A party may set out 2 or more statements of a claim or defense alternatively or hypothetically, either in a single count or defense or in separate ones. If a party makes alternative statements, the pleading is sufficient if any one of them is sufficient.

More directly on point, Rule 8(d)(3) provides that "a party may state as many separate claims or defenses as it has, regardless of consistency." Fed.R.Civ.P. 8(d)(3) (emphasis added). Indeed, the liberal policy reflected in Rule 8(d)(2) instructs courts not to construe a pleading "'as an admission against another alternative or inconsistent pleading in the same case.'" McCalden v. Cal. Library Ass'n, 955 F.2d 1214, 1219 (9th Cir. 1990) (quoting Molsbergen v. United States, 757 F.2d 1016, 1019 (9th Cir. 1985)); see also In re Wal-Mart Wage and Hour Employment Practices Litigation, 490 F.Supp.2d 1091, 1117 (D. Nev. 2007); George v. Morton, 2007 WL 680787, *7 (D. Nev. 2007).

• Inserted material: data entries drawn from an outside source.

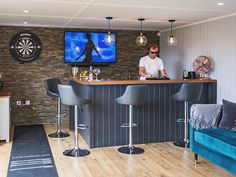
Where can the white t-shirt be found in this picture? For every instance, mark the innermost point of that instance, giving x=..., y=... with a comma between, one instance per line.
x=151, y=66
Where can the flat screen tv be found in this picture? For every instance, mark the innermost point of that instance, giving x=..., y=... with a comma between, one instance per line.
x=88, y=48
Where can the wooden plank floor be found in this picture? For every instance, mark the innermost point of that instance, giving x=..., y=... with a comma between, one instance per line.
x=159, y=160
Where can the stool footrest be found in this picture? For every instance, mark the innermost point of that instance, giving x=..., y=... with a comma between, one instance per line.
x=82, y=126
x=125, y=125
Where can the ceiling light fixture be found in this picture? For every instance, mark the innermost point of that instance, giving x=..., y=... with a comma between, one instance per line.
x=220, y=4
x=141, y=40
x=109, y=38
x=172, y=41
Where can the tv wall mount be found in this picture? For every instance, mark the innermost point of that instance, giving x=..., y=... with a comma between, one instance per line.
x=25, y=46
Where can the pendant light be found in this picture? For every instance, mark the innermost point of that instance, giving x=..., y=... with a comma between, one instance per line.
x=109, y=38
x=172, y=41
x=141, y=40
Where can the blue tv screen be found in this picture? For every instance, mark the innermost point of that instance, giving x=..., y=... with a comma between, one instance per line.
x=88, y=48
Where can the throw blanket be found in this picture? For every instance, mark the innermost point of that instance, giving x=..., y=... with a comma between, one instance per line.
x=205, y=115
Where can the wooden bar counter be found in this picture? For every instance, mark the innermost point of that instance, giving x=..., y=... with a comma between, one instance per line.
x=156, y=119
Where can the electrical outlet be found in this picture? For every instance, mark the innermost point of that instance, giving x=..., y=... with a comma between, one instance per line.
x=27, y=102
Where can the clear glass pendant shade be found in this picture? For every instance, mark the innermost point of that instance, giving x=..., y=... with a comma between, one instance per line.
x=171, y=40
x=141, y=40
x=109, y=38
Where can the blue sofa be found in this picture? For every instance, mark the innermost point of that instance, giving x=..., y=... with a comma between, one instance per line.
x=216, y=145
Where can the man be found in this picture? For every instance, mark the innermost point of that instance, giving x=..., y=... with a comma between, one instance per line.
x=151, y=65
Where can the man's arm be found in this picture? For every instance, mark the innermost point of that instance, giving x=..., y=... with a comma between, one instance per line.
x=142, y=72
x=163, y=73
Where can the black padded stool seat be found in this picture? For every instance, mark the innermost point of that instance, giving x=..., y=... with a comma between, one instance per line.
x=189, y=93
x=52, y=91
x=134, y=95
x=71, y=98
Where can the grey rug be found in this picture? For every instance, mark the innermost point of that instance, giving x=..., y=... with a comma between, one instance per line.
x=31, y=154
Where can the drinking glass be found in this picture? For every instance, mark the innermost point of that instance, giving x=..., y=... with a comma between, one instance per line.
x=96, y=71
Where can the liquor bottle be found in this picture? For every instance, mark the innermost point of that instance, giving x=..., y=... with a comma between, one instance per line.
x=90, y=73
x=185, y=75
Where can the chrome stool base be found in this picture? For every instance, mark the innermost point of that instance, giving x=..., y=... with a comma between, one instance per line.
x=130, y=150
x=76, y=152
x=181, y=144
x=58, y=135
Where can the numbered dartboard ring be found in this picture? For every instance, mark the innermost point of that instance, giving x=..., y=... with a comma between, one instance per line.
x=25, y=47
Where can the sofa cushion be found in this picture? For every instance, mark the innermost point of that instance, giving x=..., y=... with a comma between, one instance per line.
x=229, y=115
x=220, y=140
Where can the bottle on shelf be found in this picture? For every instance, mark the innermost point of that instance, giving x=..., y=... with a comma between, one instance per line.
x=90, y=74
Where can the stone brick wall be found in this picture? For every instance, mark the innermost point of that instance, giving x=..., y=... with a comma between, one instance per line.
x=25, y=81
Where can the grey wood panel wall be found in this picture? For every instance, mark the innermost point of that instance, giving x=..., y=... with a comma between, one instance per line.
x=215, y=39
x=156, y=119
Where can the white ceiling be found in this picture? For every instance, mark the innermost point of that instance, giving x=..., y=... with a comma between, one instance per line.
x=92, y=13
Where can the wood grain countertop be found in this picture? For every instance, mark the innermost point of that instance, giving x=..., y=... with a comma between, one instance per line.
x=127, y=82
x=5, y=94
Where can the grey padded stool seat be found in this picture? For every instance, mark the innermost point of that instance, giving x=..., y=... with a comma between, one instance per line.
x=52, y=91
x=71, y=98
x=134, y=95
x=189, y=92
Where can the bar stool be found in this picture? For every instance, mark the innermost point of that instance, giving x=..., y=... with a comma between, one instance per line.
x=134, y=95
x=189, y=93
x=52, y=91
x=71, y=98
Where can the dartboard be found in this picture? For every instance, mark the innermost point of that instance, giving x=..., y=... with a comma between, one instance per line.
x=25, y=46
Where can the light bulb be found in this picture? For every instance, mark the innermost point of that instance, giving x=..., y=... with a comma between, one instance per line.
x=109, y=38
x=141, y=40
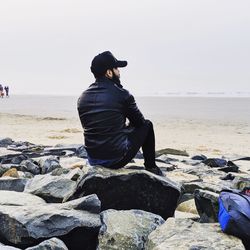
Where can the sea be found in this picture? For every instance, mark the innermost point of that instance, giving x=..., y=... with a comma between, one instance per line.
x=224, y=108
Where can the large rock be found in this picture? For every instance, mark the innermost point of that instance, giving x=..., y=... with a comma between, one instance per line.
x=207, y=205
x=11, y=173
x=51, y=244
x=126, y=189
x=28, y=225
x=51, y=188
x=185, y=234
x=12, y=198
x=48, y=164
x=240, y=182
x=126, y=229
x=4, y=247
x=12, y=184
x=30, y=166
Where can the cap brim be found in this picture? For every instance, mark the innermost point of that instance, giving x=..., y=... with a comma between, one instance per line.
x=121, y=64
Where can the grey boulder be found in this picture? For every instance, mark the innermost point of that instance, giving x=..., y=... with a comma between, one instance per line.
x=186, y=234
x=30, y=166
x=5, y=247
x=12, y=184
x=48, y=164
x=12, y=198
x=26, y=226
x=207, y=205
x=126, y=189
x=51, y=244
x=126, y=229
x=51, y=188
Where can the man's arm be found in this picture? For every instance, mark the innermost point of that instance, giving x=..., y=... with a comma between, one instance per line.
x=132, y=112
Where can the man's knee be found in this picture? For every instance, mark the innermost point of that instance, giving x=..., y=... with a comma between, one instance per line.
x=149, y=124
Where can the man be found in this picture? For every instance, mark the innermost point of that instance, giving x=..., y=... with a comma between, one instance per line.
x=103, y=109
x=6, y=88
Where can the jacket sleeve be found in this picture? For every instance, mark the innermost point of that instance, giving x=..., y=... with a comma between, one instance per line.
x=132, y=112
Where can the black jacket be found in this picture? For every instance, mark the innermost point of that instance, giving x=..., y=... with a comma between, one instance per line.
x=103, y=109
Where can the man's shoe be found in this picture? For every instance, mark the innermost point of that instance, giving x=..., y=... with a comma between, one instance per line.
x=155, y=170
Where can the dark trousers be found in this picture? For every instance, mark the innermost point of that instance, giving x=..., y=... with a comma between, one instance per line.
x=142, y=137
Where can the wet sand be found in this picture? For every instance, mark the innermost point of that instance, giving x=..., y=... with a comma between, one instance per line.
x=196, y=136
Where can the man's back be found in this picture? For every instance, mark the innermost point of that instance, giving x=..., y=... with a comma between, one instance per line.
x=102, y=111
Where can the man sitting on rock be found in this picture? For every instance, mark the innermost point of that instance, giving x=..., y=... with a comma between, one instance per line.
x=103, y=109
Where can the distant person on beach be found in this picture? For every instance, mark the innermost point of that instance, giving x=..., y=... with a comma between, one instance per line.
x=103, y=109
x=1, y=91
x=6, y=88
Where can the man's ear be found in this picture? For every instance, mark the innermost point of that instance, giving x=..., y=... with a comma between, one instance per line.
x=109, y=73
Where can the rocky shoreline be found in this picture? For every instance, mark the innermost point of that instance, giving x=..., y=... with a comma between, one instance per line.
x=50, y=198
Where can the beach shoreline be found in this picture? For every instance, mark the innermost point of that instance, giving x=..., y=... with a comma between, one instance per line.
x=213, y=138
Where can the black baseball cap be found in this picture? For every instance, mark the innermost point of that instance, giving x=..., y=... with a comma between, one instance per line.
x=105, y=61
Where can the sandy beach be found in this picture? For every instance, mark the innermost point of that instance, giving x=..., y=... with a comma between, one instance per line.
x=211, y=136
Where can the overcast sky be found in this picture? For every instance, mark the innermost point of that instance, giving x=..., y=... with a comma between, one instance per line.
x=46, y=46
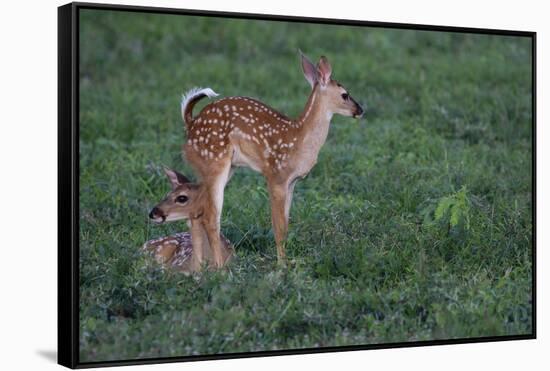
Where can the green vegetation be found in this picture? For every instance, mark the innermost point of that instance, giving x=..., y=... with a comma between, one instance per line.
x=415, y=224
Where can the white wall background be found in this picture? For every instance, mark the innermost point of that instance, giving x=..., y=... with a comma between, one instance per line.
x=28, y=114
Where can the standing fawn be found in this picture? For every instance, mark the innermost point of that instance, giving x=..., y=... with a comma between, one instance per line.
x=184, y=251
x=240, y=131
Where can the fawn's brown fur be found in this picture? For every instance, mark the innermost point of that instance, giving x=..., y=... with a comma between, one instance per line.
x=186, y=251
x=240, y=131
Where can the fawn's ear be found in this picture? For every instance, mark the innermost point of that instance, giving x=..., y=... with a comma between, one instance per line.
x=325, y=70
x=310, y=71
x=176, y=179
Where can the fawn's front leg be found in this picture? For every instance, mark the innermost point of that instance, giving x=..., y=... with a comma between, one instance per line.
x=281, y=199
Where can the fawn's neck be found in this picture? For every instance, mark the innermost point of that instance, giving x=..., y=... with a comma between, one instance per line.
x=314, y=123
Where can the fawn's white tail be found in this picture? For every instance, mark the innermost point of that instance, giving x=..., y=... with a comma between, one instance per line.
x=191, y=97
x=242, y=131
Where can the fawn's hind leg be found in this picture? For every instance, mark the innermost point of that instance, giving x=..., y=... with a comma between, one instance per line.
x=215, y=184
x=281, y=200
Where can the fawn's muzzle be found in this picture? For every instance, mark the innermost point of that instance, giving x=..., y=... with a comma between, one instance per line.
x=157, y=215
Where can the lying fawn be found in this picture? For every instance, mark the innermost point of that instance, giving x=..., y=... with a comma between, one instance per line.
x=240, y=131
x=184, y=251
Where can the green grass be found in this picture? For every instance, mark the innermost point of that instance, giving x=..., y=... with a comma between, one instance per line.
x=415, y=224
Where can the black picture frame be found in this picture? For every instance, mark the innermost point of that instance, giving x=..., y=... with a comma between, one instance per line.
x=68, y=182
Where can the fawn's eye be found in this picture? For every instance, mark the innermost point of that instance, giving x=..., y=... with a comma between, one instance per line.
x=181, y=199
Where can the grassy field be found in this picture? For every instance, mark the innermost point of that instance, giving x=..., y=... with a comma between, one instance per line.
x=415, y=224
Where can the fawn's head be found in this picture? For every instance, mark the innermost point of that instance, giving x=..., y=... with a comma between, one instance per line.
x=182, y=202
x=336, y=97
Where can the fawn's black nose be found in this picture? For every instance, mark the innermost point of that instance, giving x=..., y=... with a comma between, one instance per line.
x=359, y=111
x=155, y=213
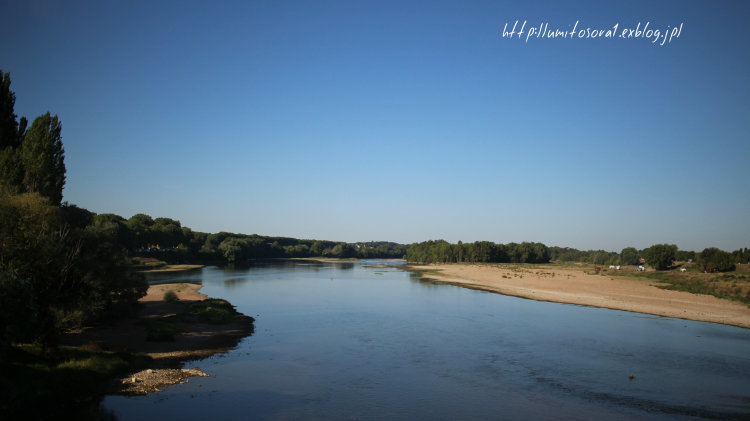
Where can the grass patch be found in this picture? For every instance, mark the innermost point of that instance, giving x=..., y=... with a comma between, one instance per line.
x=211, y=310
x=68, y=381
x=733, y=286
x=146, y=263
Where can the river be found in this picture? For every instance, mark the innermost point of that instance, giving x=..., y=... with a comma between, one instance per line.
x=364, y=340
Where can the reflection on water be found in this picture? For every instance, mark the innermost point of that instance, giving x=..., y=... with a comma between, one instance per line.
x=359, y=341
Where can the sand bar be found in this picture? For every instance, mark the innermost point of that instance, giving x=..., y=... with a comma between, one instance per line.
x=574, y=286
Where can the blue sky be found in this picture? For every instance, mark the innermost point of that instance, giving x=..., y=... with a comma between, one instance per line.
x=400, y=121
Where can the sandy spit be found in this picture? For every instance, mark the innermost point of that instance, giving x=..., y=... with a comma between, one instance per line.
x=574, y=286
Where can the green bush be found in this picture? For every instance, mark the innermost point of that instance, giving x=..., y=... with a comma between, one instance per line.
x=212, y=310
x=170, y=296
x=711, y=259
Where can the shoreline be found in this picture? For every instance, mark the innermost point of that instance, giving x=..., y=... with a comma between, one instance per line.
x=173, y=268
x=193, y=340
x=574, y=286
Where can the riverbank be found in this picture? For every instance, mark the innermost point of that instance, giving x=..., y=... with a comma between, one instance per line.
x=574, y=286
x=169, y=333
x=173, y=268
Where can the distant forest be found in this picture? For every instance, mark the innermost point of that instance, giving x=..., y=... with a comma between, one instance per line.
x=144, y=235
x=659, y=256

Thus, although a plaintiff may not recover on both theories, "a plaintiff may claim . . . remedies as alternatives, leaving the ultimate election for the court." E.H. Boly Son, Inc. v. Schneider, 525 F.2d 20, 23 n. 3 (9th Cir. 1975); see also Hubbard Bus. Plaza v. Lincoln Liberty Life Ins. Co., 596 F.Supp. 344, 347 (D. Nev. 1984) (holding that a "claimant is entitled to introduce his evidence in support of all his claims for relief; if he doesn't make an election among them, the trier of fact decides which, if any, to sustain."). The result is that Southern's claim for unjust enrichment is not, at this stage in the proceedings, subject to dismissal due to the presence of an express agreement between the parties.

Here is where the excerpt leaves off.